While it is quite popular, TRRS is one of the worst connectors possible for a power rail (eg usb VBUS) because it all but guarantees that VBUS will be shorted to ground if you ever accidentally hot-plug it.
VCC is on the sleeve, last to enter the jack, GND is a ring deeper inside the jack. It's not clear to me how VCC would ever get grounded unless you pushed the connector in too far somehow.
There is a note about a diode across VCC and GND — perhaps that is to prevent this kind of short?
Think about unplugging from the side thats _delivering_ the power.
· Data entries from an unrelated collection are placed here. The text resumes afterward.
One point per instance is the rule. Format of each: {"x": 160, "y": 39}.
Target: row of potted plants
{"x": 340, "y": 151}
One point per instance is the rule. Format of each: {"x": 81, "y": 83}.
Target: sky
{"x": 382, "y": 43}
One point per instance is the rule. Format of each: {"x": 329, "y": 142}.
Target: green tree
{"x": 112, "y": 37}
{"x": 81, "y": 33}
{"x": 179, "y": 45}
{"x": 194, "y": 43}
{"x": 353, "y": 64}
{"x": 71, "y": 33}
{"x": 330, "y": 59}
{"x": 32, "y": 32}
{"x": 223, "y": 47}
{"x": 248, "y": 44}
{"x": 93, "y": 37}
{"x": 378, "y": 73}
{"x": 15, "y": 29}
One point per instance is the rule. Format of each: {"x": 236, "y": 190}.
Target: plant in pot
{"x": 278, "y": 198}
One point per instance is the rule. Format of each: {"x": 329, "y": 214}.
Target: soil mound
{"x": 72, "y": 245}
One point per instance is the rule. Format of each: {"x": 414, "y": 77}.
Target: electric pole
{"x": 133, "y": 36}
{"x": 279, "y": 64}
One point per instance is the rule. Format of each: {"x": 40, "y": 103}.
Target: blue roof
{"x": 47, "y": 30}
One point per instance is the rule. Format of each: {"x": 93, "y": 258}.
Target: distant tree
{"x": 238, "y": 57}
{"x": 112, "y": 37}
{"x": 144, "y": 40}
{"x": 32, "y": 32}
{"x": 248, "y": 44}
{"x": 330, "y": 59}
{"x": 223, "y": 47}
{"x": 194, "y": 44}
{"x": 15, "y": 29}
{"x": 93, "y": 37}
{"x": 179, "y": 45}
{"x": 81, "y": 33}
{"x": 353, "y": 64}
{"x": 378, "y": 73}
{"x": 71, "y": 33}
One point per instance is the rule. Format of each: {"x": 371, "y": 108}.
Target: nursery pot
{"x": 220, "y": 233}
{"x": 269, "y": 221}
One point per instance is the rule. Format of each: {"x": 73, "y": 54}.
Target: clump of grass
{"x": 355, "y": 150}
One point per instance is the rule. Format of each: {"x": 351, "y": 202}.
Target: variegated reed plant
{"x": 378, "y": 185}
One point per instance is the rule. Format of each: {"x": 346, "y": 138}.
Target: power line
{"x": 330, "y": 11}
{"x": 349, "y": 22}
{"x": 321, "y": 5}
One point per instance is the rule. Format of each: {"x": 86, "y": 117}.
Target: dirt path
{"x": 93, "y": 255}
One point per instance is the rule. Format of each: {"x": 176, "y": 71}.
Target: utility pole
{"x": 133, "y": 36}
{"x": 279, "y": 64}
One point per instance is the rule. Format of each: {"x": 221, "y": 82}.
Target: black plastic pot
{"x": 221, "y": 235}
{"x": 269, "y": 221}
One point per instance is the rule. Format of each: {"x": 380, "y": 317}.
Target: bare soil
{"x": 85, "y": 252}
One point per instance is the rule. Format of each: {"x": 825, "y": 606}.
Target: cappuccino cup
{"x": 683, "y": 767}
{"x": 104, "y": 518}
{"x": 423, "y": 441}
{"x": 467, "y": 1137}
As you pull it out, the GND (which is further in and needs to travel out as it's unplugged) will contact the live VCC.
Even from the power consumer side, there is a chance that a single female side contact (eg VCC) may touch two adjacent TRRS sections as the plug is being removed.
No, that's not how that works. If tip is ground and ring is Vcc, there is no possible way to create a dangerous short.
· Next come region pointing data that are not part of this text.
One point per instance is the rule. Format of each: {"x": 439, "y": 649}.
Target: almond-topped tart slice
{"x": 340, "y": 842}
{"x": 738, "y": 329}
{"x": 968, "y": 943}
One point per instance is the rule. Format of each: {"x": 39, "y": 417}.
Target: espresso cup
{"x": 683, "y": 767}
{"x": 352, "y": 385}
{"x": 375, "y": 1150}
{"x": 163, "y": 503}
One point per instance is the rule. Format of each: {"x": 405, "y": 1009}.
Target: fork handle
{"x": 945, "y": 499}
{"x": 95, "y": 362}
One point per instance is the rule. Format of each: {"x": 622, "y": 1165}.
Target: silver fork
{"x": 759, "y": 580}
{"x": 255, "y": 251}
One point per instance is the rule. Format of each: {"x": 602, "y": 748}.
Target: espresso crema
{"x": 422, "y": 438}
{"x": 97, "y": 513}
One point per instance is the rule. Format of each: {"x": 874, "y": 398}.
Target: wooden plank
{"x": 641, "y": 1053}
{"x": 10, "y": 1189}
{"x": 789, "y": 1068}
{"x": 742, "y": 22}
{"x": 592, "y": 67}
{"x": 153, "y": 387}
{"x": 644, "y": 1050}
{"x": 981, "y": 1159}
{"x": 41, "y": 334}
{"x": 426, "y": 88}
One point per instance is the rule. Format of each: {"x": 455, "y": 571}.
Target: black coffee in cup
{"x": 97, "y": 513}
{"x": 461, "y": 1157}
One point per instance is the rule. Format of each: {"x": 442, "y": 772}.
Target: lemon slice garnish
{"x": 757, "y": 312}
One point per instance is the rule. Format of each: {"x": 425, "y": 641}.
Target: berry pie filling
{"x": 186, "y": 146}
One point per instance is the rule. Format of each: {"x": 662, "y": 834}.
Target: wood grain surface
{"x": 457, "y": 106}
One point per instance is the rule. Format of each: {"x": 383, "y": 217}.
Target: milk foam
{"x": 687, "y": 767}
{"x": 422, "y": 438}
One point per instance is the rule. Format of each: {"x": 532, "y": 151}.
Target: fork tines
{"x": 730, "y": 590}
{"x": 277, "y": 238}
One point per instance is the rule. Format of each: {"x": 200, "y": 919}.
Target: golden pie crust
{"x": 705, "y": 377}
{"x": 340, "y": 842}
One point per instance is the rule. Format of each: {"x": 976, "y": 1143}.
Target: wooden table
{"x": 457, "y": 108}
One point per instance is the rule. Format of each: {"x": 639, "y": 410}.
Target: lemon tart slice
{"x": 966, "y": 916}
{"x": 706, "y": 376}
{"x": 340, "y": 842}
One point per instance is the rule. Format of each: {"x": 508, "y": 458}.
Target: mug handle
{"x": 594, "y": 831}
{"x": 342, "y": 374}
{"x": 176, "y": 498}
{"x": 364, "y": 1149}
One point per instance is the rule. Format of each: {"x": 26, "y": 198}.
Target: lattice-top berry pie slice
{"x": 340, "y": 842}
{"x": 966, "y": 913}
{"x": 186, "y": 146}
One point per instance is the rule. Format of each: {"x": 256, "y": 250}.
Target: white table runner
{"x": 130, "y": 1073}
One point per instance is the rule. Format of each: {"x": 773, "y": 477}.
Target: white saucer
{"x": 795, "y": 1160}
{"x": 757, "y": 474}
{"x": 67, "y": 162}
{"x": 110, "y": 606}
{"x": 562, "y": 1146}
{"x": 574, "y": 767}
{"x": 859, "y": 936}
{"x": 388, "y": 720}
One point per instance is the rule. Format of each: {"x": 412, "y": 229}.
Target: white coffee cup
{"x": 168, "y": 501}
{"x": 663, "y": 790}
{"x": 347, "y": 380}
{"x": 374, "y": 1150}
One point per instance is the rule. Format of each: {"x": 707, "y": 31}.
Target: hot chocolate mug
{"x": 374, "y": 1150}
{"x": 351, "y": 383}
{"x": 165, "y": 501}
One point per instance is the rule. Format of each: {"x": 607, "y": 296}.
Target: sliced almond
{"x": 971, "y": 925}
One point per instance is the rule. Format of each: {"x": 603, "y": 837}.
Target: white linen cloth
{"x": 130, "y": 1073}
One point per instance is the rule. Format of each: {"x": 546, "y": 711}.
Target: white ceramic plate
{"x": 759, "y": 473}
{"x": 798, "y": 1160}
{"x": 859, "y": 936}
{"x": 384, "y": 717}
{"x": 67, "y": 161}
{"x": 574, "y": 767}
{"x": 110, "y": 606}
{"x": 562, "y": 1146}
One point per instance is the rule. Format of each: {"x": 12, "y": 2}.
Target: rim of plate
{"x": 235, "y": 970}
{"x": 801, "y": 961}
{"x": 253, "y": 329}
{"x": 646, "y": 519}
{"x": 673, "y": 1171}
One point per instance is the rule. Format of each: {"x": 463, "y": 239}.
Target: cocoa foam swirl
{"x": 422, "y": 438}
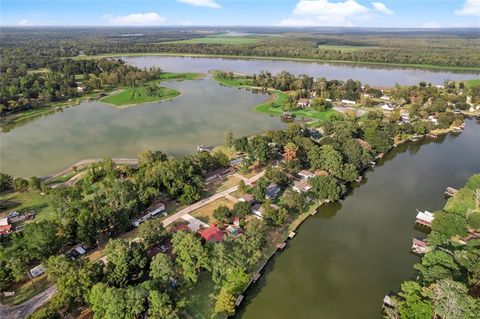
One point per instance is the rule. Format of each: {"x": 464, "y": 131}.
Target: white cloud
{"x": 469, "y": 8}
{"x": 326, "y": 13}
{"x": 202, "y": 3}
{"x": 380, "y": 7}
{"x": 25, "y": 23}
{"x": 431, "y": 25}
{"x": 135, "y": 19}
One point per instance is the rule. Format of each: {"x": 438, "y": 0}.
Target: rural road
{"x": 170, "y": 219}
{"x": 28, "y": 307}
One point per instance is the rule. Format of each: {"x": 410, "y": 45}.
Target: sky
{"x": 352, "y": 13}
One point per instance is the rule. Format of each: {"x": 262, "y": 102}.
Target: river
{"x": 205, "y": 110}
{"x": 348, "y": 256}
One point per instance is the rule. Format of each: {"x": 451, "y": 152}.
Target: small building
{"x": 301, "y": 186}
{"x": 273, "y": 190}
{"x": 5, "y": 226}
{"x": 419, "y": 246}
{"x": 387, "y": 107}
{"x": 212, "y": 234}
{"x": 217, "y": 174}
{"x": 303, "y": 103}
{"x": 36, "y": 271}
{"x": 349, "y": 102}
{"x": 305, "y": 174}
{"x": 247, "y": 198}
{"x": 425, "y": 218}
{"x": 364, "y": 144}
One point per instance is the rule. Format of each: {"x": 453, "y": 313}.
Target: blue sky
{"x": 378, "y": 13}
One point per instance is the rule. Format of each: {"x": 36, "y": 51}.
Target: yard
{"x": 205, "y": 213}
{"x": 25, "y": 202}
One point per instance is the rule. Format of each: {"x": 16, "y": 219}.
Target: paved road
{"x": 128, "y": 161}
{"x": 28, "y": 307}
{"x": 170, "y": 219}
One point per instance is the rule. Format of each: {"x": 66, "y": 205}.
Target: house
{"x": 212, "y": 234}
{"x": 247, "y": 198}
{"x": 425, "y": 218}
{"x": 433, "y": 119}
{"x": 305, "y": 174}
{"x": 219, "y": 173}
{"x": 303, "y": 103}
{"x": 36, "y": 271}
{"x": 364, "y": 144}
{"x": 273, "y": 190}
{"x": 301, "y": 186}
{"x": 387, "y": 107}
{"x": 348, "y": 102}
{"x": 156, "y": 209}
{"x": 5, "y": 226}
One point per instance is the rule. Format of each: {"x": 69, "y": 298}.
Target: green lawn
{"x": 24, "y": 202}
{"x": 220, "y": 39}
{"x": 472, "y": 83}
{"x": 345, "y": 47}
{"x": 274, "y": 107}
So lets imagine what happens to the host port when you unplug a live device. Vcc breaks first, and all other pins shift. D+ and D- are safe to short together or to ground (and I'm pretty sure safe to short to Vcc) so they don't matter much. The shield is physically out of the socket. As the connectors move, you get connections that put Vcc on the device's Data pins, through the device ground to host Data pins. This is equivalent to a large resistor between host Vcc and data pins, which is safe.
As the connector is removed, the device's ground contacts host's Vcc. Nothing happens because all the other pins are physically outside of the socket. There is no circuit, no path for the current to go. The only way it could be a problem is if the device had some external ground connection. That would create a direct short between the host's Vcc and ground.
But (correctly implemented) USB ports can safely tolerate a short from Vcc to ground. If not, it's not complicated or expensive to build protection into the device.
Even if all of the above weren't true, it's still not complicated or expensive to design a port which is tolerant to any kind of short on any pins.
What you're arguing is both not possible and wouldn't be a problem even if it were.
There are ways to handle it. For example, before it is firmly plugged you can just sense what is happening -- us minimum voltage and high impedance to prevent sparking and to get information about the state of the mating.
You only turn on actual power when it is firmly connected and you turn it off immediately when there is any signal that it might be disconnecting.
The trick is doing so in a way which requires basically zero hardware. DIY ergo keyboards are built around a controller like the Pro Micro - which can't do this out-of-the-box.
Having to add a bunch of components to implement such a feature isn't really worth it when switching to USB-C also solves the problem, at basically zero cost and effort. It's not spec-compliant of course, but who cares with DIY?